Episode 2: The Rich History of Mosaics in Japan
The Japanese tradition of ceramics is one of the oldest in the world. The architecture and design throughout Japan reflect this long tradition and the way in which it has evolved over the centuries.
The Artedomus team’s first visit on arrival in Japan was the Third Imperial Hotel. After Frank Lloyd Wright’s second Imperial Hotel was dismantled in 1967, much of the building was reconstructed at the Meiji-Mura architecture museum near Nagoya. Visiting the site, the original details of the ceramics used can be seen. “The brilliant thing about walking up to the Imperial Hotel here at Meiji-Mura-Mura is that the façade’s exactly as it was when it was in Tokyo,” says Phil Brenton, Artedomus managing director. “You can see all of the phenomenal details that Frank Lloyd Wright worked with the collaborators at INAX to produce.”
When Wright was designing the Imperial Hotel, he found ceramicists in the Tokoname area with the skill to realise his vision. “The business that started to make these tiles and these handcrafted elements is the INAX that we deal with today,” Phil explains. The clay from the Tokoname area is the other key element that characterises INAX tiles and that gave the Imperial Hotel tiles their distinctive colouration. Clay has been an important material throughout history. While not all countries had access to stone and quarries, clay has historically been a readily available material. In Japan, clay was used not only for tiles but also for other elements of construction, and the company that was the pre-cursor to INAX had a long history before the 1920s, when the tiles for the Imperial Hotel were commissioned, making clay water pipes.

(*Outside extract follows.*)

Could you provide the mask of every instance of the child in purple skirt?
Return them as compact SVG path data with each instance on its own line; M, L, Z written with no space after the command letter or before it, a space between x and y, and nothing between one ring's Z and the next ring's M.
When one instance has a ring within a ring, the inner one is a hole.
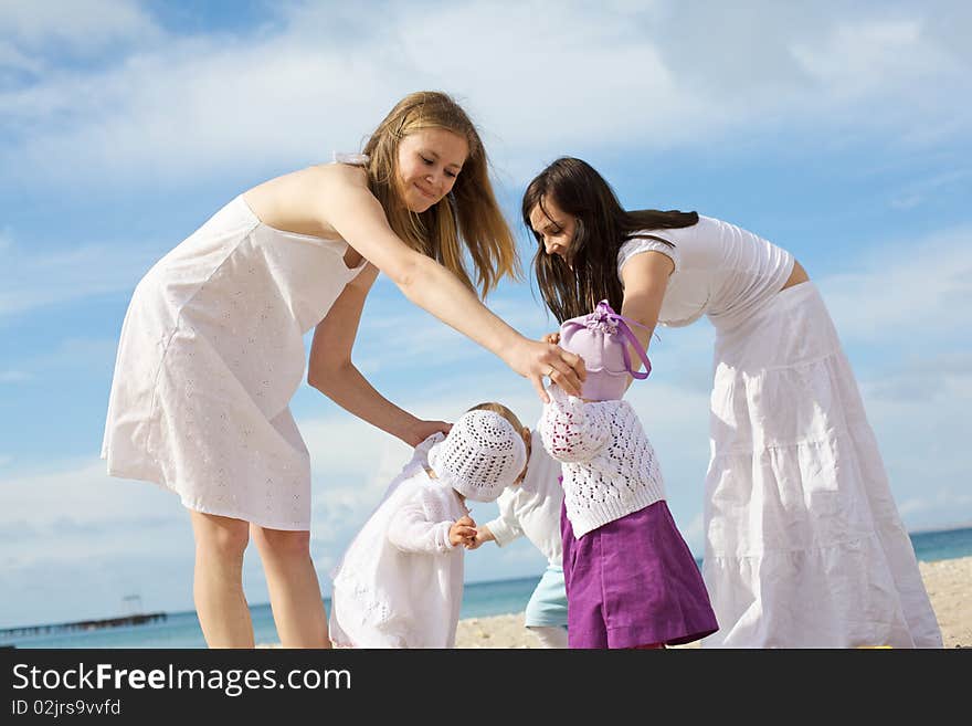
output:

“The brilliant thing about walking up to the Imperial Hotel here at Meiji-Mura is that the façade’s exactly as it was when it was in Tokyo.”
Filming the Expert Series Japan, Artedomus visited the original kilns in which the clay pipes were produced and observed the traditional salt glaze that was used on the pipes still present inside the kiln. Some of the pipes themselves can still be seen lining the pathways around the town, examples of “very functional ceramics that gave rise to the very beautiful ceramics that we now see all through Tokoname and the ones we see from INAX,” says Phil. The timber buildings in the area, blackened by the smoke from the kilns that have been operating in Tokoname for over 100 years, are now home to ceramic artisans, with whom Artedomus has developed not only close working relationships but also genuine friendships.
“Very functional ceramics that gave rise to the very beautiful ceramics that we now see all through Tokoname and the ones we see from INAX.”
“Since we’ve started working with INAX it’s been an incredible privilege for us to get learn from people who have been in the tile industry here for a very long time,” says Phil. “Sugiyama san has become a very dear friend of ours.” The relationship with Sugiyama san and INAX has been integral to the development of the range of tiles Artedomus has been able to bring to Australia. Says Matthew Croll, “He’s managed to guide us to places that I guess we would never have seen and thought to go, but he takes us to the places that are special.”